Imbalanced datasets pose challenges for ML models, as they tend to be biased towards the majority class and can lead to poor predictive performance. This can be particularly problematic in the case of rare diseases, where early and accurate detection is crucial for timely intervention and improved patient outcomes.

Synthetic data offers a solution to this problem. Using synthetic data generation to upsample the number of positive (i.e. minority) instances in the dataset, synthetic data helps balance the class distribution, allowing ML models to learn effectively from both classes.

Conclusion

The challenges associated with healthcare data are multi-faceted and require comprehensive solutions.

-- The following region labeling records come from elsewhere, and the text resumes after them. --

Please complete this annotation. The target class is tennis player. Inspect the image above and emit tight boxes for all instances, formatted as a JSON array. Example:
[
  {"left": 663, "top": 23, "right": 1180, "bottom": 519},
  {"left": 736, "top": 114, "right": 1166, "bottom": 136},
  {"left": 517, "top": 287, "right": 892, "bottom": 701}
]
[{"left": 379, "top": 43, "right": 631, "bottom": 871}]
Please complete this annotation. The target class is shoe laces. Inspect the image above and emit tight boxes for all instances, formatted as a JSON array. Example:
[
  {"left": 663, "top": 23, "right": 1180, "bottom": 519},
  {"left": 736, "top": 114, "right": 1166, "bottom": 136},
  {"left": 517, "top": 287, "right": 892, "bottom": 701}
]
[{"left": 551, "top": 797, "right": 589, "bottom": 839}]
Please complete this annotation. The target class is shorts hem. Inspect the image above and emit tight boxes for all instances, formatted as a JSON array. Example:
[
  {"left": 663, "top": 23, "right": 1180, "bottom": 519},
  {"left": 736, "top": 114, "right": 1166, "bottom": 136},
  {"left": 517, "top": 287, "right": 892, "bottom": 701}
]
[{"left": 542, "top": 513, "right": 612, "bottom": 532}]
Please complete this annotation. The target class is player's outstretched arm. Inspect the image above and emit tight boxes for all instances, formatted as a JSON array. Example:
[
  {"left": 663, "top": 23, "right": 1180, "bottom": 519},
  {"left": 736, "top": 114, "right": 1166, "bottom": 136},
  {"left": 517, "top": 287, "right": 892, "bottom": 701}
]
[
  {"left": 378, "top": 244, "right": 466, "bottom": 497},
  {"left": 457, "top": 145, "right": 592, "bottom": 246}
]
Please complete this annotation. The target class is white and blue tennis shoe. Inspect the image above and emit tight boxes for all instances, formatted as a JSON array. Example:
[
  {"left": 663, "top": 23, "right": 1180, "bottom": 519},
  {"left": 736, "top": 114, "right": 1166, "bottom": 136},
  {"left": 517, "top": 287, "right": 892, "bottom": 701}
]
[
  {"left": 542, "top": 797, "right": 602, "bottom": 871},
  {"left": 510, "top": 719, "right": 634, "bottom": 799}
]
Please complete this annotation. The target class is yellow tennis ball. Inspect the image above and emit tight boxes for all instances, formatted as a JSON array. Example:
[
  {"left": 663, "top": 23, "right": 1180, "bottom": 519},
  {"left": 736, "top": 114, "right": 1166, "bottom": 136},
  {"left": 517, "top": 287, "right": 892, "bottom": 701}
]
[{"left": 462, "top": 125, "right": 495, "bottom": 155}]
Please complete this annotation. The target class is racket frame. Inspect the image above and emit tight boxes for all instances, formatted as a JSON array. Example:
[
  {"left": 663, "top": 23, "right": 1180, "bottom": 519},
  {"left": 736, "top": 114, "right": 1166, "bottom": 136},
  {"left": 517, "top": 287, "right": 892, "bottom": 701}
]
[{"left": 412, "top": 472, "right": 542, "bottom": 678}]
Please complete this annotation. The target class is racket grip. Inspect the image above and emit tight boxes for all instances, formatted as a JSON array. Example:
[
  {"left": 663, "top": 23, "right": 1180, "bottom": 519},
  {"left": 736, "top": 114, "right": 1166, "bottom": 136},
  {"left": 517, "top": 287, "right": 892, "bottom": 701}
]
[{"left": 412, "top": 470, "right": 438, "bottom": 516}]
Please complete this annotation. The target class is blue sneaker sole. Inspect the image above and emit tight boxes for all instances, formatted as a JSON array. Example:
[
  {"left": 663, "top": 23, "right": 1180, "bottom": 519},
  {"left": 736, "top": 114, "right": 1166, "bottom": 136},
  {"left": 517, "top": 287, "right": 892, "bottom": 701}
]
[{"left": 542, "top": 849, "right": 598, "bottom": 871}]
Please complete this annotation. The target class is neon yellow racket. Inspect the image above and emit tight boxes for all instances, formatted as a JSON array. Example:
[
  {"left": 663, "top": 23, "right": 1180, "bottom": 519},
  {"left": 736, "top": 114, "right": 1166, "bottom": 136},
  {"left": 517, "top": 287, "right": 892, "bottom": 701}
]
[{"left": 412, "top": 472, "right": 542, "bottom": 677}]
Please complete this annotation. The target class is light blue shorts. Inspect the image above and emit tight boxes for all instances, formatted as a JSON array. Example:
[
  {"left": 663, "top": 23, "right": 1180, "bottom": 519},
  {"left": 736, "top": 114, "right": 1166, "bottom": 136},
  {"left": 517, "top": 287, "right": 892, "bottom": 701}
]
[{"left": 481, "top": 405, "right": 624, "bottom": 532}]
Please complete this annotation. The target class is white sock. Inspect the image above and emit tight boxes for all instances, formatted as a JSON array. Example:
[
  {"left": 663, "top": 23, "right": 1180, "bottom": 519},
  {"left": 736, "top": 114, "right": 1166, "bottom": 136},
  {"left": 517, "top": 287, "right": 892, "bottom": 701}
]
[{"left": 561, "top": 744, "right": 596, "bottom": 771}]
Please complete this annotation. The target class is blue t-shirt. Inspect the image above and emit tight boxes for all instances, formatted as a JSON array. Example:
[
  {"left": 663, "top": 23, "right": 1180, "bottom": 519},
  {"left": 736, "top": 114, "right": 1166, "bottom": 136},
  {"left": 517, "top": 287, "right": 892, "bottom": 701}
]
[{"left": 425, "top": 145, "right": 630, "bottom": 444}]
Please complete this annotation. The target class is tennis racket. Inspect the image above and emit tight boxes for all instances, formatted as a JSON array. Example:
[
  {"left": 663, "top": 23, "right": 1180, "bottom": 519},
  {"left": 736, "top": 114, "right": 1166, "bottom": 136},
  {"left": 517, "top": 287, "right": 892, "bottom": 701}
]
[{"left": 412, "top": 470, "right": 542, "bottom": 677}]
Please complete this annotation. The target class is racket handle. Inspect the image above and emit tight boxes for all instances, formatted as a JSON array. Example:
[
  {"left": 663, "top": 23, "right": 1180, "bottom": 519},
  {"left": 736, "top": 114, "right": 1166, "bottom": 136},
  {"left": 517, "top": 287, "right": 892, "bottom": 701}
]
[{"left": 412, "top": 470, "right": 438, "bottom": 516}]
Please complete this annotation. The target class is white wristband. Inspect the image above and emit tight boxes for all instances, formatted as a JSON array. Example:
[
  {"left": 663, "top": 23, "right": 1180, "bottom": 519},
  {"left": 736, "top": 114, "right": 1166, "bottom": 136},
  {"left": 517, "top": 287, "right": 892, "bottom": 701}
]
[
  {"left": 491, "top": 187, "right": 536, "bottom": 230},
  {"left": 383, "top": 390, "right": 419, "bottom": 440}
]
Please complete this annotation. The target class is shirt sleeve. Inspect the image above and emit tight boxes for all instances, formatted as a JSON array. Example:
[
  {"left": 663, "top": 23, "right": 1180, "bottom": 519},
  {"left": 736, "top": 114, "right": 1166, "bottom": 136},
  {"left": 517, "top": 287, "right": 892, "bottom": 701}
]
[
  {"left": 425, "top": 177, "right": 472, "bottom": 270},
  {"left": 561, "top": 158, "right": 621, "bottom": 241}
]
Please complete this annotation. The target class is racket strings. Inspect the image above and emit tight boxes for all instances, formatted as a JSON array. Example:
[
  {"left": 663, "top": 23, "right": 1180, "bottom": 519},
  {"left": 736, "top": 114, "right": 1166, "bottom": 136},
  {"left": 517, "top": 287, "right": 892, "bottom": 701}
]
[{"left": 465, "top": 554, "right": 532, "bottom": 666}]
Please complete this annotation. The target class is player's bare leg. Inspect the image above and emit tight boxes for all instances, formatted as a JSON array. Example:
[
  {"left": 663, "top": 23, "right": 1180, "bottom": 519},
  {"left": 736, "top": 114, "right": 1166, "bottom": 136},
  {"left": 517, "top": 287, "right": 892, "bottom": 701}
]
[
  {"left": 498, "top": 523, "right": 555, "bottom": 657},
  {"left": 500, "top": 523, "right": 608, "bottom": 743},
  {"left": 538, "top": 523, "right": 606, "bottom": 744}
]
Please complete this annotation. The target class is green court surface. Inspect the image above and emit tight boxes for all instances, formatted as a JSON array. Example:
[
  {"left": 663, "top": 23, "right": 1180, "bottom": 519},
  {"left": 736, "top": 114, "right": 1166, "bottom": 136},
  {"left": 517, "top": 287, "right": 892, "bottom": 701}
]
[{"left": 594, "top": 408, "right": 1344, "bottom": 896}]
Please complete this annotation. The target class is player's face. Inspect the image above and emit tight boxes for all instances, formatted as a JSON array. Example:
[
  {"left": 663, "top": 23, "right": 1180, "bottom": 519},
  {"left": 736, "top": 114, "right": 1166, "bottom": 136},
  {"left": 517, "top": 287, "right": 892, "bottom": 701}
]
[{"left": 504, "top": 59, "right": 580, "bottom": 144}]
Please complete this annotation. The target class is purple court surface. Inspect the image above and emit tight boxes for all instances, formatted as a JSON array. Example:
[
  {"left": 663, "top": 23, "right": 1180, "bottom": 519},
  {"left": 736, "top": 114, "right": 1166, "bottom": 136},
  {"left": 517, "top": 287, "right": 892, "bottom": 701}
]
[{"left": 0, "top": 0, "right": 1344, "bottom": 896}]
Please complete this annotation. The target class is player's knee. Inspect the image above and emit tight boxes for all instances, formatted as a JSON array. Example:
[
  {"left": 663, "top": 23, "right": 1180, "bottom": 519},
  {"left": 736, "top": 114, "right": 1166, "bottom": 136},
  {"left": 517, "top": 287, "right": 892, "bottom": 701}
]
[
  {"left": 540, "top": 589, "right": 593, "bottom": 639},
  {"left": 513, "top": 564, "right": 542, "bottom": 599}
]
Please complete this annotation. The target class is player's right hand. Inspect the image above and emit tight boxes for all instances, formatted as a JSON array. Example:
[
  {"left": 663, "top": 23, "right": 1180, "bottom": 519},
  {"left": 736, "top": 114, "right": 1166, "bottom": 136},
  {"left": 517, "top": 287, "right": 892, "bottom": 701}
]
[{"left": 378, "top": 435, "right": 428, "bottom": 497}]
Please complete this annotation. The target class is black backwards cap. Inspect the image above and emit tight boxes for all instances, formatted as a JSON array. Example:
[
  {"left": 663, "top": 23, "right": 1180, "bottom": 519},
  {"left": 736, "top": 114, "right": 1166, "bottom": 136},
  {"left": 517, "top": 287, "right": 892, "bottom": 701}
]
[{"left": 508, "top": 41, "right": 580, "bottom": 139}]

Addressing privacy and security concerns, fragmentation and interoperability issues, and empowering the use of accurate and quality data are needed to optimize the use of healthcare data. 

Mitigating data bias and improving data access are crucial for equitable healthcare outcomes and advancing research. Synthetic data has become a valuable asset in other industries such as financial services, and holds equally vast potential in healthcare and pharmaceuticals. As we have demonstrated in this article, synthetic data can enable accessibility to privacy-compliant data. Access to quality data can help to enhance the quality of patient care through machine learning (ML) modeling, decreases expenses, and fosters opportunities for collaboration and partnerships.